In short, this is Barack Obama’s moment. For once, one of his big speeches actually needs to have specific proposals leading to practical, beneficial results.

Don’t hold your breath. On jobs, the president has pivoted more than the prima ballerina in Swan Lake, and literally has nothing to show for it even after more than two years of optimistic promises.

His signature push was for the albatross of ObamaCare, whose baleful economic effects haven’t even fully kicked in yet. Until its fate is decided, either at the ballot box or by the Supreme Court, businesses will stay frozen, unable to gauge the true cost of new hiring.
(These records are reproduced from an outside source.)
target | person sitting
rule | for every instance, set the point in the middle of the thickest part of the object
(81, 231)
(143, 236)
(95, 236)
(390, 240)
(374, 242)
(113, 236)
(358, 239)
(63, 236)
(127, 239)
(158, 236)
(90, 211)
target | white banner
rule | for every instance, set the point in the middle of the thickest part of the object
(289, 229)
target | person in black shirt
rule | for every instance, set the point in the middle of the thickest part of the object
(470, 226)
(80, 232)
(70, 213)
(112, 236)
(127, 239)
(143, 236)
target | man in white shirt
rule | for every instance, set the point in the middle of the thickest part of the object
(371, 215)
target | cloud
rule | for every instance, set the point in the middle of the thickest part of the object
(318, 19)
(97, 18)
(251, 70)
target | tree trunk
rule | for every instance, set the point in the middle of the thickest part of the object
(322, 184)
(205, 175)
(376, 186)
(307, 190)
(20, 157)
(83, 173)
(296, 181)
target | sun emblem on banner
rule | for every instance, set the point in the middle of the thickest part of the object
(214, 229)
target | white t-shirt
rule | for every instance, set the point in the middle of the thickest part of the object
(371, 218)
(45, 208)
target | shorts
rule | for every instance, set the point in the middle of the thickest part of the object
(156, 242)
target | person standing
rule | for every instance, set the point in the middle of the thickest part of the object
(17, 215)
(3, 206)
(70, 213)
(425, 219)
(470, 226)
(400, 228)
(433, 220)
It’s hard to paint a pretty face on zero jobs growth and new monthly unemployment claims of more than 4000,000. Economists may argue about whether we’re heading for a double-dip recession, but ordinary Americans know the first recession never really ended.

And yet Obama has doggedly pursued a faculty-lounge fantasy of borrowed pump-priming and imaginary technology in the face of overwhelming evidence that no amount of governmental borrowing, green jobs and stimulus is going to pull us out of this tailspin.

But there’s at least one business that’s booming: state lotteries. Seventeen states report all-time records as desperate citizens queue up to hand the government even more of their money in the hope that a dollar and a dream will free them from the consequences of the 2008 election.

Alas, the only thing that’s going to do that is the next election.